No Planalto, Dilma recebe apoio de artistas contrários ao impeachment

A presidenta Dilma Rousseff recebeu nesta quinta-feira (31) o apoio de grupos formados por artistas e intelectuais contrários ao impeachment por considerá-lo um golpe, uma vez que não existem provas que a governante tenha cometido crime de responsabilidade. Eles também foram ao planalto pedir pela democracia.

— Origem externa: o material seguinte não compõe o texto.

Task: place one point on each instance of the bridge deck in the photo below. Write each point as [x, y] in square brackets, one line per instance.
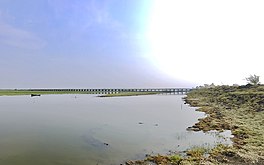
[116, 90]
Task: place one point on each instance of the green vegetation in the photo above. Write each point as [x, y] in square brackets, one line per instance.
[129, 94]
[236, 108]
[27, 92]
[253, 79]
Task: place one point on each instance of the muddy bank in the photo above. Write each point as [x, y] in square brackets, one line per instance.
[236, 108]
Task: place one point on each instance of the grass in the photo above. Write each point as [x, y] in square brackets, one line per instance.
[236, 108]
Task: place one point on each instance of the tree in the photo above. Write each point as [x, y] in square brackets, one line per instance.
[253, 79]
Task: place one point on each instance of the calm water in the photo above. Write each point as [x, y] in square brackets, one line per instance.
[87, 130]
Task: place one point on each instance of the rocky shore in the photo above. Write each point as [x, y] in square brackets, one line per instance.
[236, 108]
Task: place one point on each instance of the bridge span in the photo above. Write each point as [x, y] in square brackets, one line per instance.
[118, 90]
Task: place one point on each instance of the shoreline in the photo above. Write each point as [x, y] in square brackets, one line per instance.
[239, 109]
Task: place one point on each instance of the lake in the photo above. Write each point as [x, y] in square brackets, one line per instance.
[88, 130]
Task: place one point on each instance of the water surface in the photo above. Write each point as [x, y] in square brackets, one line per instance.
[87, 130]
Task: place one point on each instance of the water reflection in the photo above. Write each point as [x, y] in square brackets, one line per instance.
[84, 129]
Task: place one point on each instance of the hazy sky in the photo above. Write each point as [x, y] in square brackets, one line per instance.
[129, 43]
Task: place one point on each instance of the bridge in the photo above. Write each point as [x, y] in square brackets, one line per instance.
[118, 90]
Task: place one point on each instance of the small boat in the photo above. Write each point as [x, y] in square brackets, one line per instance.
[33, 95]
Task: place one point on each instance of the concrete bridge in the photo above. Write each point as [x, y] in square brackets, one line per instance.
[118, 90]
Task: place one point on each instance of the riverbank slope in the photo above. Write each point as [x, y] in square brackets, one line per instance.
[236, 108]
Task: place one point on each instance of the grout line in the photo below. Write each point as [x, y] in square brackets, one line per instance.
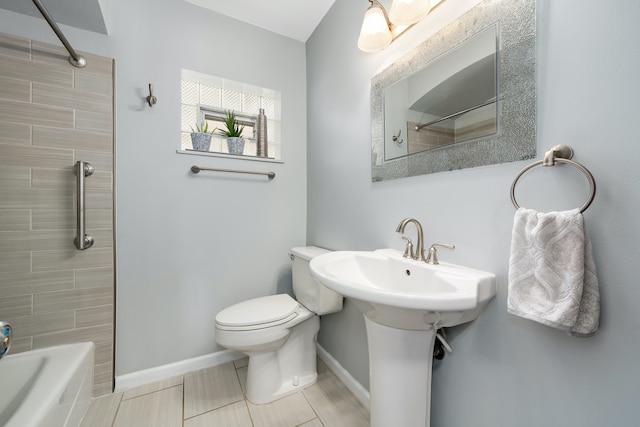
[115, 415]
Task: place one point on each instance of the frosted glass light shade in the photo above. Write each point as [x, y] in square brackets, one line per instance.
[374, 34]
[408, 12]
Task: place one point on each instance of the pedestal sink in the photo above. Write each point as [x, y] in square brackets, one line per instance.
[404, 302]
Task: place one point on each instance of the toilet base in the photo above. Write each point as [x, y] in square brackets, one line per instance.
[275, 374]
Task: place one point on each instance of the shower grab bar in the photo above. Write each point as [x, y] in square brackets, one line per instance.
[83, 169]
[75, 59]
[197, 169]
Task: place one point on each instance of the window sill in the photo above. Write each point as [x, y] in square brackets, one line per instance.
[229, 156]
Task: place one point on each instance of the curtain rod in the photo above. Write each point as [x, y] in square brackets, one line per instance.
[75, 59]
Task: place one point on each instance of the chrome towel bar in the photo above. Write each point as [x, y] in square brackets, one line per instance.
[197, 169]
[558, 154]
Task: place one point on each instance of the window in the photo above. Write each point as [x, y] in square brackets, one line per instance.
[207, 98]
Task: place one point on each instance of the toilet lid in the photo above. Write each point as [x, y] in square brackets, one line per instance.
[258, 311]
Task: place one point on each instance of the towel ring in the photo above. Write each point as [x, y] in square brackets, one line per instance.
[550, 160]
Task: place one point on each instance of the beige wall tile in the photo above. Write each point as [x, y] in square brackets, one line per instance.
[15, 176]
[51, 219]
[15, 133]
[95, 199]
[18, 262]
[73, 299]
[100, 161]
[160, 409]
[72, 259]
[104, 353]
[52, 178]
[94, 277]
[102, 239]
[97, 334]
[14, 155]
[17, 90]
[46, 73]
[95, 83]
[31, 283]
[40, 198]
[11, 241]
[94, 316]
[102, 389]
[23, 69]
[103, 373]
[73, 139]
[44, 323]
[43, 115]
[18, 345]
[70, 98]
[21, 305]
[15, 219]
[15, 46]
[89, 120]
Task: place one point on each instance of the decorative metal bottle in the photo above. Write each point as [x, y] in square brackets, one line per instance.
[262, 149]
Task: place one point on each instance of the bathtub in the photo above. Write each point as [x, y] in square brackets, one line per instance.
[47, 387]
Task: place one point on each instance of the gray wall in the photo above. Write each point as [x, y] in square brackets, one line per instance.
[505, 371]
[188, 246]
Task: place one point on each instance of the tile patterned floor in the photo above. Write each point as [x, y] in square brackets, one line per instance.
[215, 397]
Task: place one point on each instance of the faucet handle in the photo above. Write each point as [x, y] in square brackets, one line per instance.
[408, 251]
[432, 258]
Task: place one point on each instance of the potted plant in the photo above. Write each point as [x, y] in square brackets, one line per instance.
[201, 137]
[235, 142]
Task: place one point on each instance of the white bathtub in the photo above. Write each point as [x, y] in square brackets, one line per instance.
[47, 387]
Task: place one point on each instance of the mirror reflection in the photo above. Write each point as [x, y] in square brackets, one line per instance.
[451, 100]
[495, 39]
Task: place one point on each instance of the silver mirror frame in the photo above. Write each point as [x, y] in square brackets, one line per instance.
[516, 137]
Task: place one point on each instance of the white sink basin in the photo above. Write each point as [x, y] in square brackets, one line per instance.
[403, 293]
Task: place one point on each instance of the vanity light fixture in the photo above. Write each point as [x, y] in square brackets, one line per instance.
[379, 29]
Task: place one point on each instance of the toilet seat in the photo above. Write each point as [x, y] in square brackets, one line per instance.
[259, 313]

Entre os presentes, estavam atores, músicos, professores, escritores, intelectuais e ex-presos políticos da época da ditado militar (1964-1975).

Dilma chegou ao Salão Leste acompanhada da atriz Letícia Sabatella, da cineasta Anna Muylaert, da cantora Beth Carvalho e do escritor Raduan Nassar, entre outros artistas.

“Estou aqui hoje porque sou brasileiro. Não sou petista, mas acho que o que está em jogo aqui hoje é algo maior do que o PT, o Lula [ex-presidente Luiz Inácio Lula da Silva] e a Dilma Rousseff. Está em jogo a democracia, o risco de a gente ser submetido a um golpe de Estado. Impeachment sem crime de responsabilidade é golpe de Estado. E estou aqui também para defender um projeto de nação que tirou 40 milhões da pobreza, que levou luz para milhões de pessoas nas regiões mais pobres do Brasil. A elite brasileira e a direita brasileira não conseguem conviver com isso”, disse o escritor Fernando Morais.

O ator Antônio Pitanga defendeu o governo da presidenta Dilma e disse que a luta é pela cidadania e pela democracia no País. “Estou aqui pela cidadania, como pai, avô, defendendo a cidadania, a democracia, não quero que meus netos e netas presenciem o que eu presenciei quando eu era do movimento estudantil e fizemos todo um movimento contra a ditadura de 1964. Então, não dá para ver esse momento e ficar omisso. Estou aqui e estarei nos lugares mais longínquos deste País dizendo não ao golpe.”

Os ministros da Cultura, Juca Ferreira, do Meio Ambiente, Izabela Teixeira, do Desenvolvimento Social e Combate à Fome, Tereza Campello, das Mulheres, Igualdade Racial e Direitos Humanos, Nilma Lino Gomes, e da Educação, Aloizio Mercadante, também participam do encontro.

O evento ocorre dias depois do ato dos juristas contra o impeachment, também no Planalto. Batizado de “Pela Legalidade e em Defesa da Democracia” o evento contou com advogados, promotores e defensores públicos.

Nesta quinta, a Frente Brasil Popular – composta por diversas entidades sindicais, movimentos sociais e partidos – faz, em todo o País, o Dia da Jornada Nacional pela Democracia. O grupo é contrário ao impeachment da presidenta Dilma. O ex-presidente Lula da Silva deve participar do ato, no início da noite, em frente ao Congresso Nacional.

Dilma

Em sua fala, Dilma fez um apelo ao diálogo e à tolerância no País dividido pela polarização política. Ela disse ainda que é preciso resolver o processo do seu impedimento para acabar com a intolerância na sociedade.

“Temos que resolver [a questão do impeachment] porque o Brasil não pode ser cindido em duas partes que é o que estão propondo. Na verdade, estão propondo isso: um golpe tem esse poder. Não é correto que as pessoas sejam estigmatizadas pelo que pensam: nem de um lado, nem de outro. Não se criará o convívio democrático com essa situação.”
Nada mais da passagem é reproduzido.